Our Making Places report looked at four regeneration case studies, in London, Bristol, Nottingham, and York, and found that public intervention to consolidate land played a big role in each one. The Government recognises this necessity as the White Paper indicates that Homes England could use its statutory powers for buying land and the Levelling Up Bill will streamline the CPO process, but these tools will still need public funding to succeed.
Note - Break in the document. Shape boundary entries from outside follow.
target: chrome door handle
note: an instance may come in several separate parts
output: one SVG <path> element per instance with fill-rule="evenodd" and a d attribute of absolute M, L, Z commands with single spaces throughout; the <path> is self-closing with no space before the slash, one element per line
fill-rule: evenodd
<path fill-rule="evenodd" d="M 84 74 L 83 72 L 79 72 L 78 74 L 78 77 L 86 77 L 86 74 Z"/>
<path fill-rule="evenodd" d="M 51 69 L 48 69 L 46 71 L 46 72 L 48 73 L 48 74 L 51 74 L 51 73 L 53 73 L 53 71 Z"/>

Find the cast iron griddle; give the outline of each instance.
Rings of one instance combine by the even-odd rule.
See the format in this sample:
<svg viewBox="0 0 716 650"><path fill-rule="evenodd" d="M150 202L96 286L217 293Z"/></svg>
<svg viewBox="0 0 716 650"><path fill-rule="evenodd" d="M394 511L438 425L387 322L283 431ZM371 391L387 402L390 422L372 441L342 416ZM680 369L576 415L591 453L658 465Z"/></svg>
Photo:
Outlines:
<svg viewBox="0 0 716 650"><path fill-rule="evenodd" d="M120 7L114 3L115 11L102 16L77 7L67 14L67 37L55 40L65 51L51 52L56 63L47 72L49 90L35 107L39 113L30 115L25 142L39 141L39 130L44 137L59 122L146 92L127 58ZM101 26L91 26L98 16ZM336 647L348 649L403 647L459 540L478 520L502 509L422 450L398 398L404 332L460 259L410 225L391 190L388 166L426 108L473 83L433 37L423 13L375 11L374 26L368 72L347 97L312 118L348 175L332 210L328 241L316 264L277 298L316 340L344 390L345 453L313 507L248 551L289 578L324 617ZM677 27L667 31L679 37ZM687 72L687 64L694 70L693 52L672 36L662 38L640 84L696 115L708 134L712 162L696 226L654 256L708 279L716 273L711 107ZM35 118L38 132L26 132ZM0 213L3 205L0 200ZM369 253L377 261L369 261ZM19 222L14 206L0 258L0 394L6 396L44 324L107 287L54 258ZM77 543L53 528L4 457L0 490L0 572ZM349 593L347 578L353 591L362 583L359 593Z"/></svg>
Areas that need regeneration also normally suffer from urban blight or poor-quality public realm, and need more public goods, like transport, which government must pay for. Though some public goods can be paid for privately (like in King’s Cross, where the single landowner invested in the public realm), the Government still needs to pay for expensive public transport and public realm improvements around the site.
Demand uncertainty, where investors are unsure whether there will be enough demand for a site’s floorspace to justify the development costs, is a third common barrier to regeneration. Public sector bodies, such as universities and local government offices, can mitigate this by being early movers to the site and acting as anchor tenants. This again requires public funding. An alternative solution would be to guarantee a minimum floorspace price or occupancy rate, but this leaves government on the hook for some of the cost should that minimum not be met by private demand.
If demand for space is low, as it is in many of the UK’s underperforming cities, then even more public funds will be needed to cover upfront costs and mitigate risks to attract private investors to fund the rest of the regeneration.
While overcoming market barriers will require public sector cash, there are some ‘cost-free’ actions government can take to resolve certain policy failures. For example, ministers should streamline planning tools, such as local development orders, to reduce the risks the planning system creates. However, this will not spur regeneration on its own – this belief was a big flaw in Liz Truss’s investment zone idea. Addressing policy failures needs to happen alongside addressing market failures if they are to bring about the regeneration of an area.
The Autumn statement must leave room for investment in regeneration
Michael Gove’s return to DLUHC seems to have put the Government back on the course he set for levelling up through February’s White Paper, and his push to scrap investment zones in favour of his regeneration projects is welcome. All eyes are now on the chancellor on Thursday to see how persuasively Mr Gove has been able to make this point.